WT, Het, and Hom T4826I-RYR1 differ in their modulation by Ca²⁺ and Mg²⁺. Equilibrium [³H]Ry binding (2 nm) was performed at 37 °C for 3 h in the presence of defined [Ca²⁺] (100 nm to 10 mm) (A) or 5 μm Ca²⁺ + Mg²⁺ (0–30 mm) (B). EC₅₀ and IC₅₀ values obtained from curve fit of Ca²⁺ activation/inactivation and Mg²⁺ inhibition are plotted in C and D, respectively. The data are from 3–4 different skeletal muscle membrane preparations (100 μg/ml) (n = 9–11 (A and C); n = 8–9 (B and D)). The significance of difference is denoted as follows: *, p < 0.05; **, p < 0.01.

FIGURE 10.

WT, Het, and Hom T4826I-RYR1 differ in sensitivity to temperature.

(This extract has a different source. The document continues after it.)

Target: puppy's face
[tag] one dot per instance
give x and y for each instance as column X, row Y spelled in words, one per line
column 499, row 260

Initial binding of 5 nm [³H]Ry to 100 μg/ml skeletal muscle membranes were performed at 25 or 37 °C in the presence of 5 μm free Ca²⁺ and determined at 5, 10, 15, 20, 25, and 30 min. A, the results are plotted as rate lines. B, The initial rates were calculated, and k_obs values are plotted as bar graphs. C, the differences in k_obs measured with Het and Hom T4826I-RYR1 are plotted relative to k_obs WT-RYR1. Statistical analyses indicate significant difference in temperature sensitivity among the three genotypes (***, p < 0.001; n = 4 from two different skeletal muscle membrane preparations).